IT'S BEEN A good week for The Song. You'd think, what with the abundance of singer-songwriters currently flapping their soiled sheets at the public, that every week is a good week for The Song. Not so. A preoccupation with your own psychological laundry basket doesn't in itself make the contents of interest.
 But Aimee Mann is another bundle of smalls. Her reputation rests, very comfortably, on her contribution to the soundtrack of Paul Thomas Anderson's Magnolia, and her subsequent Lost In Space LP. There's nothing extraordinary about Mann's style: it's direct, arranged traditionally - sturdily, even - and with little ornamentation. What sets her apart is her capacity to generate a certain cool and measured melancholy. Mann brings atmosphere to a genre which often relies too heavily upon personality alone.

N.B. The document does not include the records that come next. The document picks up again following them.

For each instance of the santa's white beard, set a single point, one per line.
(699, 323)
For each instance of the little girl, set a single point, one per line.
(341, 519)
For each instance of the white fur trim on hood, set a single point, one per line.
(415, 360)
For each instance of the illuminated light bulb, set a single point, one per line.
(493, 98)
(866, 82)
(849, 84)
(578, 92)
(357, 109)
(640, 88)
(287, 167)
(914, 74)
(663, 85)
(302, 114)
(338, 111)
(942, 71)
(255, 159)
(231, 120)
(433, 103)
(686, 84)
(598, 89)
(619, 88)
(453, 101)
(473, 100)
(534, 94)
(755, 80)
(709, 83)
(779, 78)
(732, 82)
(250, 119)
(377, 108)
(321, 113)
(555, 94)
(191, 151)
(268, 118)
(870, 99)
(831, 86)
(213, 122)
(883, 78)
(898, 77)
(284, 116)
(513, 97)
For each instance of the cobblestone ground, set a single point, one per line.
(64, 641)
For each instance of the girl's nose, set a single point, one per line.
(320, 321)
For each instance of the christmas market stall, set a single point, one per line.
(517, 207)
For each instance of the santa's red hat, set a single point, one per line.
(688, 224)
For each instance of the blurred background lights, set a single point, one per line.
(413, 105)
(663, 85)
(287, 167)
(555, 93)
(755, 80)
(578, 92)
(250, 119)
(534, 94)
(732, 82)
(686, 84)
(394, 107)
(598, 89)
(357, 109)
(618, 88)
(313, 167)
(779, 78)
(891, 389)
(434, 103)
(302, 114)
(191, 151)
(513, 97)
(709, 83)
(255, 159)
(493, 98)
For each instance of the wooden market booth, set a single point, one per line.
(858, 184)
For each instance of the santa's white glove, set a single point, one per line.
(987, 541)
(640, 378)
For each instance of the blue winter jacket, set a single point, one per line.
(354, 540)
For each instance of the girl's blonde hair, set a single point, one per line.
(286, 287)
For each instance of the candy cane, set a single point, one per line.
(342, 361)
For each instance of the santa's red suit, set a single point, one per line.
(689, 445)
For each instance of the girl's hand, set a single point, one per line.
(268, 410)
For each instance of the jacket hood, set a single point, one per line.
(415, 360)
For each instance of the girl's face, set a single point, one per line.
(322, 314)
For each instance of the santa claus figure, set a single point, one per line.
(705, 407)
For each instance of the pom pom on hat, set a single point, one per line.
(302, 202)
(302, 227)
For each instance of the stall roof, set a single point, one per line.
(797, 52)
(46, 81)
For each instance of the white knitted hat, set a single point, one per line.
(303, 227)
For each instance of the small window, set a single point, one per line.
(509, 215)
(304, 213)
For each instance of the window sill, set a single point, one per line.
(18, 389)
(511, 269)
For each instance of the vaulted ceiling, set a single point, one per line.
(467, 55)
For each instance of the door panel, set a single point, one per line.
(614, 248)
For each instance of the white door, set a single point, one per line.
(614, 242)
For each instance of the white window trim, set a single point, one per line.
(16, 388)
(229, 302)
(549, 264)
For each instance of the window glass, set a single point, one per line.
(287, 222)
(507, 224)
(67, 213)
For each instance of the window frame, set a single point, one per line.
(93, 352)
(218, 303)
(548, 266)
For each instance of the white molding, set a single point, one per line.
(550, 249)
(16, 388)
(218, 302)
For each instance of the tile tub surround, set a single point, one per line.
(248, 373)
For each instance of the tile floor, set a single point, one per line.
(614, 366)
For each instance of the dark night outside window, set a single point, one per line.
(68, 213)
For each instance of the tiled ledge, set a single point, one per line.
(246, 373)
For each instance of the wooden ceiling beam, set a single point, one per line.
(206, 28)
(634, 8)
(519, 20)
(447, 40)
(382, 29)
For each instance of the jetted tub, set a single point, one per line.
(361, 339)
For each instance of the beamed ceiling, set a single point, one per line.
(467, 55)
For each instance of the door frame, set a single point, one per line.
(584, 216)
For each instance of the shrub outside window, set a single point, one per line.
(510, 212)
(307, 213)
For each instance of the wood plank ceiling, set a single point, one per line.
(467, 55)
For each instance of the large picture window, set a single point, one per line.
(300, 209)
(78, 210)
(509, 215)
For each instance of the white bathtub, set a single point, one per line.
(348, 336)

 The Forgotten Arm (V2)*** comprises a dozen characteristically heartworn numbers. Mann's skill at spinning emotional weariness into moving and at times compelling songcraft is best showcased on I Was Thinking I Could Clean Up For Christmas and That's How I Knew This Story Would Break My Heart - titles that tell a tale by themselves. You can see why she was well suited to Anderson's variation on Robert Altman's Short Cuts.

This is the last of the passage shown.